In Poland, police appealed for people to help if they came across homeless or drunk people lying outside as temperatures dropped towards -20 degrees Celsius in some areas. Most of those who froze to death over the weekend were homeless.
Meanwhile, one restaurant owner offered tens of thousands of homeless people a hot meal in Krakow’s main square. “The food is not the only important thing,” restaurateur Janusz Kosciuszko was quoted as telling Euronews.
“What is also important
is that these people know
that someone is thinking
about them.”
Elsewhere in Europe, two people were reported dead in Austria’s southern province of Styria as they tried to get home after nights out.
In France, Germany, Belgium and the Netherlands, airport operators struggled to clear runways amid thick snowfall, with major disruption to flight patterns.
In France, 40 per cent of flights out of Paris’s Charles de Gaulle and Orly airports were cancelled as a second wave of snowstorms hit the country’s north. Charles de Gaulle warned as many as one in five flights was likely to be cancelled today.

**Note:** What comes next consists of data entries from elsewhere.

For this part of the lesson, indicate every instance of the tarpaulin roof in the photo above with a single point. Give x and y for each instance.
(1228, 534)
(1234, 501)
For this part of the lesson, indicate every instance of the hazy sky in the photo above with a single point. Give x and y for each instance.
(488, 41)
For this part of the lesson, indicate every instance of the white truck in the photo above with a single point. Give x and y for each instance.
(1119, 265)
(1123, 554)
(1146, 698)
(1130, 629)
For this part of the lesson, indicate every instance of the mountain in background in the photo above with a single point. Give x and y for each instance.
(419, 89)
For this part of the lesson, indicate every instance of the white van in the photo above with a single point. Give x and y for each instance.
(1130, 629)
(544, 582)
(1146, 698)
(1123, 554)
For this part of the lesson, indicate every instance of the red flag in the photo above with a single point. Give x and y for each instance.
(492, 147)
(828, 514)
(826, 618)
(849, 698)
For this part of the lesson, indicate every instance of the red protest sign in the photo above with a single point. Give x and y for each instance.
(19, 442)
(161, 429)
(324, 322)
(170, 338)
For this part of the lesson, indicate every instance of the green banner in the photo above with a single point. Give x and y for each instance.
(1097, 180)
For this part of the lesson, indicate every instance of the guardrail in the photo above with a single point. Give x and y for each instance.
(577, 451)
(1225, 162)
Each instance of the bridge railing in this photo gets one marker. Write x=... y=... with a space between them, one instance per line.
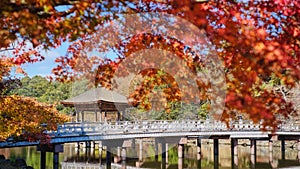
x=121 y=127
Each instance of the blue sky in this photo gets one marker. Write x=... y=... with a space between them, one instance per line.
x=45 y=67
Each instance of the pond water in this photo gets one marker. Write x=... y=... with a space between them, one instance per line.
x=90 y=156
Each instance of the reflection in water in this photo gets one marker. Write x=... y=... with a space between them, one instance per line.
x=145 y=157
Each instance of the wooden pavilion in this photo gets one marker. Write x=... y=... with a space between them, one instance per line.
x=99 y=101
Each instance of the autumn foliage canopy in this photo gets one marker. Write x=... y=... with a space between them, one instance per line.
x=255 y=40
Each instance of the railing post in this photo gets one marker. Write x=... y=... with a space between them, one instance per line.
x=55 y=160
x=253 y=152
x=43 y=159
x=108 y=157
x=163 y=154
x=198 y=148
x=234 y=152
x=180 y=150
x=216 y=153
x=282 y=149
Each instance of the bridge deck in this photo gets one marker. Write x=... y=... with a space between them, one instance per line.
x=80 y=132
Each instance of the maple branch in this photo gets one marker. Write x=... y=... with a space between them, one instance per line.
x=3 y=50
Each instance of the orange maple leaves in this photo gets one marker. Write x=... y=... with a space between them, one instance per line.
x=21 y=118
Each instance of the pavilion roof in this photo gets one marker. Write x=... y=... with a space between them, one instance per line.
x=96 y=95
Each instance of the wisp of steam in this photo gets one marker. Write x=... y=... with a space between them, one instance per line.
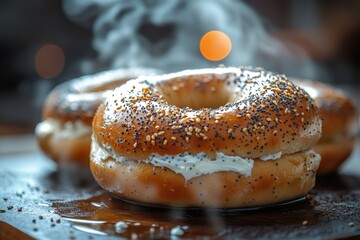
x=165 y=34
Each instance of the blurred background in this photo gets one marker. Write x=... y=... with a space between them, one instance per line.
x=46 y=42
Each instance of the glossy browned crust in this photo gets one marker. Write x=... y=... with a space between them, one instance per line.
x=339 y=116
x=260 y=113
x=273 y=181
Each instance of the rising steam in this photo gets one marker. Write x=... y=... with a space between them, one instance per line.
x=165 y=34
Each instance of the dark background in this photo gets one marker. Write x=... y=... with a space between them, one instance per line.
x=26 y=26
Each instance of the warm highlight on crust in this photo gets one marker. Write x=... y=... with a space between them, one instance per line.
x=265 y=114
x=76 y=101
x=339 y=124
x=283 y=179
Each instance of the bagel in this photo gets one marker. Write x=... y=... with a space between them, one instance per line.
x=340 y=124
x=64 y=134
x=219 y=138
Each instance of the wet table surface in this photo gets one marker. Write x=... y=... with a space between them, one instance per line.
x=38 y=201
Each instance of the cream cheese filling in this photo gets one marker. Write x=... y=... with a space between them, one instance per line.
x=62 y=130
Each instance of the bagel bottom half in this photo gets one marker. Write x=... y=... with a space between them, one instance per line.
x=273 y=181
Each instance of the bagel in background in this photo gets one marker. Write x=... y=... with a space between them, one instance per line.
x=340 y=124
x=218 y=138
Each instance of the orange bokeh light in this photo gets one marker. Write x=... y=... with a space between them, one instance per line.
x=215 y=45
x=49 y=61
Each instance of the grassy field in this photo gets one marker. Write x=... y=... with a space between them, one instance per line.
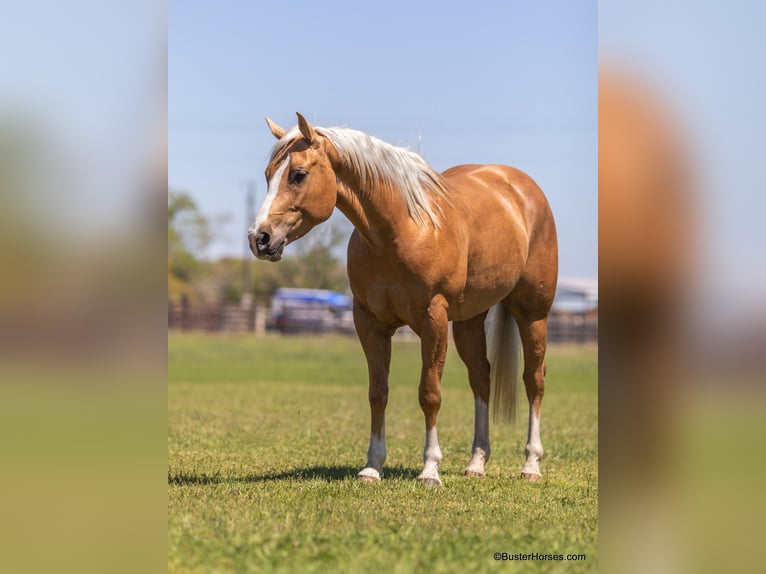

Germany’s third largest airport - in Duesseldorf - was also closed because of yesterday’s heavy snow, authorities said. In Belgium, the three biggest airports -Brussels, Charleroi and Liege - were completely shut. Severe delays and cancellations were reported at Amsterdam’s Schiphol airport.
In Britain, officials at Manchester Airport - the busiest outside the London area - suspended flights for 90 minutes as staff moved snow and de-iced a runway.
The weather also affected
rail travel across northern Europe, with Austrian trains brought to a standstill because of frozen points.